Health insurance costs can be a shock. Realizing that a day off is a day without pay, work that was only postponed (unless it was lost), and that any celebration incurred additional costs – all of that combined can make time off something precious and something to cherish far more than when it was delivered as a use-it-or-lose-it policy. It can also become something too expensive to afford, a luxury.
A few years ago, I was talking to a shop owner during a break from staring at my computer and while they didn’t have a customer in their shop. I joked about their customers that tended to show up on Saturdays and Sundays, their days off and the shop owner’s most profitable days. I asked my friend if they could imagine getting two days off every week, and on top of that getting a dozen or more days throughout the year where they’d get paid to not show up. My friend tossed their head back and laughed at the concept, and a few seconds later realized that they couldn’t experience that, but relied on people who took it for granted. It was a sobering realization.
Our economy is changing. Whether it is income and wealth inequality, or increased automation, or a bifurcation where some live in a deflationary economy while others witness inflation, or if globalization means even local retail loses revenue and jobs to overnight shipping from the other side of the planet – jobs, careers, and sustenance are changing, and our lives and celebrations are changing, too.
My life is much better than it was two or three years ago. When I make a statement like that, many listeners are relieved. People are tired of hearing bad news. I can’t blame them. I’m tired of living with bad news. I continue to work almost every day according to my Rule of 7, and because some of my jobs involve daily news feeds that can miss a lot by missing a day. To do good work for my clients it makes sense to do good work every day.
Despite the improvement in my situation, I can’t pay all of my bills. The problem with my truck was alleviated by a friend who rode in like the cavalry. Serendipity happens, and I know dozens of people who rely upon it. I’ve watched an interesting reaction when I honestly answer, “So, how are you doing?”. If I start out with, “I can pay almost all of my bills.” the reaction is as if they edited the line down to, “I can pay all of my bills.” That “almost” is the difference between getting ahead and falling behind. The conversation continues as if everything is fine; yet, I spend almost everyday on the wrong side of “almost”. That’s why it was such a treat to be making more than enough on my birthday. For a few days I was getting ahead. That’s a good feeling that I get about once a week on average thanks to my clients.

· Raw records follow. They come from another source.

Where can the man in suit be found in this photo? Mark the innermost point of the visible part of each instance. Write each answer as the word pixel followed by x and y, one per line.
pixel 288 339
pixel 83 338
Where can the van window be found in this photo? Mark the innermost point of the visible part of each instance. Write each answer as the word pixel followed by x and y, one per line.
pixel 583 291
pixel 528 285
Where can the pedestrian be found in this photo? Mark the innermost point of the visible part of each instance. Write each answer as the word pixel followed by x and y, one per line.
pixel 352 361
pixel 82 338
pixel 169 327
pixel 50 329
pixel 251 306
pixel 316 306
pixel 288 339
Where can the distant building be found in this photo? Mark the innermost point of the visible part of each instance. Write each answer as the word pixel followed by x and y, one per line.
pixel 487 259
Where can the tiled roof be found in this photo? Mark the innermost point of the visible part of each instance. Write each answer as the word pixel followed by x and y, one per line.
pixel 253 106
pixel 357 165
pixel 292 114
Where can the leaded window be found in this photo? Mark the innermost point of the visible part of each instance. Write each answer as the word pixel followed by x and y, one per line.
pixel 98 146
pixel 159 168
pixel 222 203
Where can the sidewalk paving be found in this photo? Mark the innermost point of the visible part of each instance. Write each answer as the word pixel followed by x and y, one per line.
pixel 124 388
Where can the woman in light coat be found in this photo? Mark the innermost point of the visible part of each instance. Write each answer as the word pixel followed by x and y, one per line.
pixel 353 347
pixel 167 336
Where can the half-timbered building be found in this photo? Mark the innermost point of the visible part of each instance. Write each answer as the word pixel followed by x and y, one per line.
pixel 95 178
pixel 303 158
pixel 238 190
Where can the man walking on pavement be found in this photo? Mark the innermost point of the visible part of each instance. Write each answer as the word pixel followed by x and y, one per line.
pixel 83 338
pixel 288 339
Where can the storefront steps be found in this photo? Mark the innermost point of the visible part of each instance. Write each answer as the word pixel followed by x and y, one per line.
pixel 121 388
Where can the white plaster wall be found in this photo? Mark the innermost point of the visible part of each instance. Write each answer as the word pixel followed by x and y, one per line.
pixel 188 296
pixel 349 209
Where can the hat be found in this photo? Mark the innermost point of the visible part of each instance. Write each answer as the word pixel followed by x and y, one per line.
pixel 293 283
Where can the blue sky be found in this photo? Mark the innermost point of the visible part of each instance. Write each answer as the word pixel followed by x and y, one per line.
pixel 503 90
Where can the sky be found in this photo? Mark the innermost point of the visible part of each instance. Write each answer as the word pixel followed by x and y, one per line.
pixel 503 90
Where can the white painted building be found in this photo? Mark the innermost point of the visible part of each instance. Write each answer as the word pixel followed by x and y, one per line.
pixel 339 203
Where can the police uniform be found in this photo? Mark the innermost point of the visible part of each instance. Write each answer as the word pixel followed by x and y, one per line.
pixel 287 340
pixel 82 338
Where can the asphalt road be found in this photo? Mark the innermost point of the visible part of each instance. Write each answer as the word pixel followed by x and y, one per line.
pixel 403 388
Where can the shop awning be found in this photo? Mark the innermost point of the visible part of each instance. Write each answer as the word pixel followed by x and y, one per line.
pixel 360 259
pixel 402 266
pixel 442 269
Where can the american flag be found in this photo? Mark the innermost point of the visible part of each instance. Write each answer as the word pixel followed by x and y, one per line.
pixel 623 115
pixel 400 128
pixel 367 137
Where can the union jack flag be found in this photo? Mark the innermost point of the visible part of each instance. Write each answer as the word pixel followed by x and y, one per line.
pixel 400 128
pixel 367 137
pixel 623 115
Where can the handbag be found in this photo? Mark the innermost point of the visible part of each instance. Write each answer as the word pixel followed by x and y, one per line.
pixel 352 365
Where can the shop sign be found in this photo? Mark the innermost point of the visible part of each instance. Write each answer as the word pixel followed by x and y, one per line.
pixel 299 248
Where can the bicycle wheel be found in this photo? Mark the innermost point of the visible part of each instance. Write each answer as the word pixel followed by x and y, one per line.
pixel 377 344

I don’t write about such episodes as calls for sympathy, but as examples of what many people are going through. As strange as it is, I am middle class. There are millions of Americans who are less fortunate (and billions outside America who recognize our necessities as luxuries.) The old economy models of days off, casually seeing the doctor, and planning for retirement continue to exist for enough that most political commentary and institutions assume that’s the norm for everyone. Days off, healthcare, and retirement are marvelous concepts; but they are based on a thin slice of history. When I think about working every day, not visiting the doctor, and working until who knows when, I also think about pioneers encountering (someone else’s ) wilderness, dairy farmers from before automation, and independent agents who never had benefits: accountants, realtors, lawyers, and sales staff. The conventions that existed then, and that have persisted outside the corporate culture are the conventions that are returning to prominence.
It won’t take much of an improvement in my business or portfolio to move me from falling behind to getting ahead. I am an optimist and have good reason to believe it will happen. That’s an attitude shared by many entrepreneurs and workers in the 1099 Economy. Without that optimism, it is difficult to continue. Until that optimism is proven correct, I’ll probably keep celebrating the unconventional birthday that helped me get ahead.